BRR SUMMIT EVENTS

Property: a side hustle or a full-time career?

A property career often starts as a way to supplement your full-time income, these days known as a ‘side hustle’ or ‘the 5-9 job’. 

Some people keep it that way, finding a couple of properties and letting an agency manage them, so the rental income pays for holidays and the occasional new car.

Some start off with that intention and then get bitten by the property bug and have aspirations to build a full-time income from the property market. 

If you’re planning to buy-to-let, the challenge is always the time it takes to save up for the next purchase, then your capital is trapped in the property until you’ve made enough for the next property - and so-on.  In the first few years you’ll be saving up a lot, so holidays and new cars may be off the agenda.

However, buy-to-let is not the only way to get into property investment.  A great way to build up your cash pot is to do flips.  In other words, find a property with potential and a motivated seller and do a deal to buy below market value.  Then resell at a higher rate - and out comes your money, right away!

Some people buy properties that need refurbing and turn those around and then resell at a higher value.  Either way you’re building your cash pot up - but here lies a problem.

If you have saved up your 25% deposit and need a mortgage to make the purchase, when you intend to sell as quickly as possible, your credit rating and mortgageability are both going to take a hit. 

  • Mortgage companies don’t like lending to people who redeem quickly - they don’t make much interest if the loan is paid back within a few months.
  • Every time you apply for a mortgage you’re credit checked. Too many credit checks from lenders - where the credit is then refused, don’t do your credit rating any good at all.
  • If you are intending to ‘flip’ the property i.e. selling one relatively soon after buying it, then mortgages are a wholly inappropriate way to finance it anyway. No mortgage lender is going to agree to lend if they know that is your intention – and not telling them (conveniently) is obtaining a mortgage by deception.

If you’re now thinking that you need to rethink your strategy - you’re right, but it’s not as complicated as it seems.  You see, there’s always bridging finance.

Yes, the interest you pay is higher, but bridging lenders have a different approach.  They see your new property as collateral on their loan, so it’s not about long-term lending.  Bridging lenders specialise in short-term lending - that’s why they’re called ‘bridging’ lenders - they offer a bridge between where you are now and a long-term solution.  In the case of property either the sale or, if you’ve bought a property for a song that you need to refurb, that would be the point where you apply for a buy-to-let mortgage at its higher value.

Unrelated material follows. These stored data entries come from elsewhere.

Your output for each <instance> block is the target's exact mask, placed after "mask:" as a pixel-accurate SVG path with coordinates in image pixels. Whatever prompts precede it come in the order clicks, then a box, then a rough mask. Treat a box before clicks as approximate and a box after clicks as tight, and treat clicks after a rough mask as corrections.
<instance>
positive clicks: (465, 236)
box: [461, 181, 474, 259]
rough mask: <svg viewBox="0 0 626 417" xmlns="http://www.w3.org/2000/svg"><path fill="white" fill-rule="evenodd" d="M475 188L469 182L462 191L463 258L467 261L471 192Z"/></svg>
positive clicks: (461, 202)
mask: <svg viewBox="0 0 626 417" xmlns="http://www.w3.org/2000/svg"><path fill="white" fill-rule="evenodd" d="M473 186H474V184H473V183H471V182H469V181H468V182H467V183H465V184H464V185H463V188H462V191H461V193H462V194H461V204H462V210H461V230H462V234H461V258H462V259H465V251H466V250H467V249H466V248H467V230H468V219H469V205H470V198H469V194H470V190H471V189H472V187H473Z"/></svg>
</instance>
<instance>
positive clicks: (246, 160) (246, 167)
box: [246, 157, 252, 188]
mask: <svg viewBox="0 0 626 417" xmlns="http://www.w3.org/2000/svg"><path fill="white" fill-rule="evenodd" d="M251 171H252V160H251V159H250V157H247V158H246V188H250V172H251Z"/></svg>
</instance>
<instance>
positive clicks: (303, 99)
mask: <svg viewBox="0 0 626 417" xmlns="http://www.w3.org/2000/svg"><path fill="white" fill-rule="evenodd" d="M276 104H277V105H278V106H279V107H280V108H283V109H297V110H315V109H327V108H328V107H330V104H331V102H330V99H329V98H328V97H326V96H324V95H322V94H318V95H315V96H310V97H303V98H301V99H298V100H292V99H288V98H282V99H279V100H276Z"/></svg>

The other advantage of bridging is that, with the right lender, you can get a loan against the full value of the property, even if that’s more than what you actually paid.

For example:  If you find a property needing a bit of a refurb with a seller who just wants to get rid of it (maybe a probate property, someone moving for work, a divorce where both parties want to move on), you may be able to negotiate them down to well below market value. 

Let’s say similar properties are selling for £200K, but you can talk the vendor into selling for £150K - and you can promise to complete within 28 days.  You could get a bridging loan for 70% of £200K - as long as the bridger’s surveyor agrees that the property is worth that. 

So all you need to get make the purchase is £10K plus whatever you need to do the refurb.  Refurb done, you can then apply for a mortgage for the full £200K if you want to keep it - or sell it on, pay off your bridging loan and have a good profit in your bank ready for the next one.

If you aspire to quit the day job - a few of these flips and you’ll be able to make enough to live comfortably while you build your property investments up.